The Danger of Chasing Margins (Clayton Christensen)

I’ve always been leery of focusing on margins. I think because I would look at other successful companies and see they did not necessarily chase the high margin business. The ticket size matters. The CAC matters. The long term market stability matters.

I was just reminded of this by this anecdote about large enterprises leaving the low margin segment. The competing companies in that segment eventually moved into the high margin segments as well. Point being that based on profit analysis, it was rational.

Clayton Christensen: Disruptive innovation

Or maybe there are just too many factors to generalize.

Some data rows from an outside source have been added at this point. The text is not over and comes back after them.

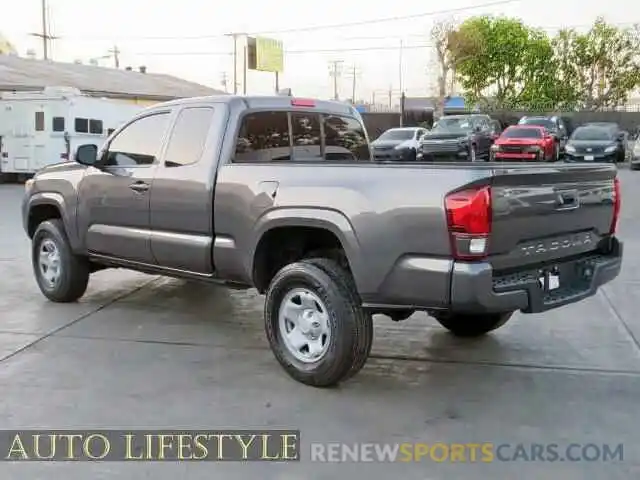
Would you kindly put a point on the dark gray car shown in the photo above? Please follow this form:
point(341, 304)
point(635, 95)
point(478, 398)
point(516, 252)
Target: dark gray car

Another main point of the article is that Innovation/Disruption takes the complex and replaces it with Simple and Affordable. Mainframe > PC > Laptop > Cell Phone.

As an aside, what will replace the cell phone? Pencil and Paper? Worked well for me.

Here, Prof. Christensen makes a clearer statement of his theory (around 12 min mark).

Creative Disruption & The Innovator’s Dilemma | Clayton Christensen (HBS & Author) @ Startup Grind

If you try to make a better product than incumbents, they will kill you. The successful disruptors always enter at “the bottom” of the market. I believe he means the least expensive end of the market.

Also includes the milkshake story; the customer is not the right unit of analysis, it’s the job that needs to be done. In the case of the milkshake, it works as something to eat on a commute. The characteristics of the person matter little.